The mapping Recall→UMP is the single strongest argument that the spec is buildable; see ADOPTION.md §2.
3. Decision log
Section titled “3. Decision log”| Decision | Why | Rejected alternative |
|---|---|---|
| MCP profile as primary binding | adoptable today, zero host changes; rides the won transport | new JSON-RPC wire (slower adoption, competes with MCP) |
| 6 ops, 1 record | MCP’s small-surface lesson; ~100-line client | rich op set per kind (brittle, hard to ratify) |
| Bi-temporal + supersede-never-delete | only credible staleness/contradiction answer (Zep) | overwrite-on-change (the confident-wrong failure) |
| Lifecycle as hints, not norms | decay/promotion is where engines compete; encoding them freezes the wire | standardize decay curves/promotion (over-spec risk #2) |
| Provenance + consent in-record | trust & privacy are the unmet needs; must travel with the data | app-layer policy (non-portable, the current gap) |
| Operator-signed (not vendor) | the ownership moat; portability requires user-held keys | vendor-signed (recreates lock-in) |
| Conformance L0-L3 | adopt incrementally; a repo ships L0 files day one | all-or-nothing (kills adoption) |
| Reuse PAM/MIF/PROV/DID vocab | don’t fragment a converged community; faster ratification | a fresh vocabulary (NIH, slower trust) |
| Injection-resistant rehydration MANDATORY | memory is attacker input; advice gets ignored | leave to implementers (security theater) |
| Engine-agnostic retrieval (signals, not algorithm) | lets vector/graph/hybrid compete; future-proof | mandate hybrid search (locks the algorithm) |
4. Hard problems & where UMP puts them
Section titled “4. Hard problems & where UMP puts them”| Problem | UMP’s placement |
|---|---|
| Extraction / salience | Engine-side. UMP carries the result + provenance, not the extractor. |
| Contradiction / staleness | In spec: bi-temporal + supersedes + contradicts relation (§2.3, §2.5). |
| Decay / forgetting | Hint (lifecycle.decay) + forget op; curves engine-side. |
| Scoping | In spec: composite scope + visibility (§2.2). |
| Privacy / PII / consent | In spec: consent block, enforced at boundaries (§2.7). The differentiator. |
| Portability / ownership | In spec: DID owner + signatures + export binding (§5.1, §4.3). |
| Retrieval | Interface in spec, algorithm engine-side (§3.2). |
| Provenance / trust | In spec: W3C PROV + content-addressing + operator sig (§2.6, §2.8). |
| Prompt-injection via memory | In spec, mandatory: rehydration pipeline (§5.3). |
The pattern: structure, provenance, access, and trust are standardized; intelligence (extraction, ranking, decay, consolidation) stays competitive.

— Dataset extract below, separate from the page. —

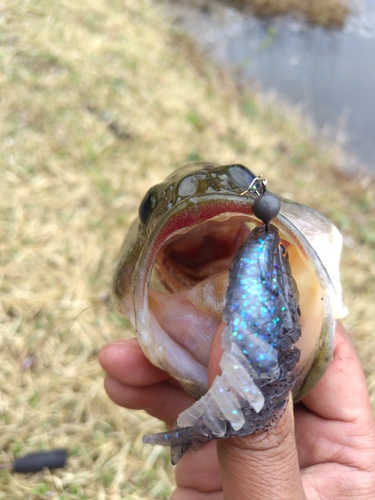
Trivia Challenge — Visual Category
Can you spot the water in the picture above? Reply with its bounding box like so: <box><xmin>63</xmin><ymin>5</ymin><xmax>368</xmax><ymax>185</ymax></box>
<box><xmin>167</xmin><ymin>0</ymin><xmax>375</xmax><ymax>170</ymax></box>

5. Risks (and mitigations baked into the design)
Section titled “5. Risks (and mitigations baked into the design)”- Adoption chicken-and-egg / fragmentation. PAM and MIF already split the would-be community; incumbents have no incentive to make memory portable. Mitigation: L0 file binding + MCP profile mean UMP works with one vendor on day one (via Recall), and adapters wrap existing stores rather than replacing them (ADOPTION §3).

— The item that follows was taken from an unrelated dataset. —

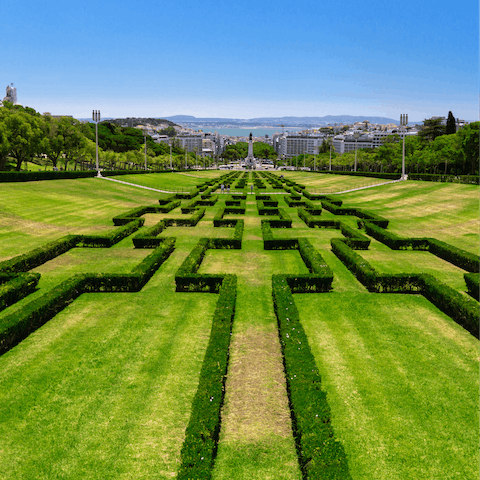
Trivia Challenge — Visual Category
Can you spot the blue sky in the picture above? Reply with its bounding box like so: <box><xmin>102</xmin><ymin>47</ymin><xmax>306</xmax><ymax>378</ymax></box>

- Over-specification. Encoding decay/salience/ranking into the wire makes it brittle and slow to ratify. Mitigation: those are explicit non-goals; only structure/provenance/access are normative (Decision log row 4).
- Governance / trust capture. A single-vendor “open” spec gets distrusted; an ungoverned one forks. Mitigation: neutral steward + permissive license + reference SDKs from day one - MCP’s exact playbook (ADOPTION §5).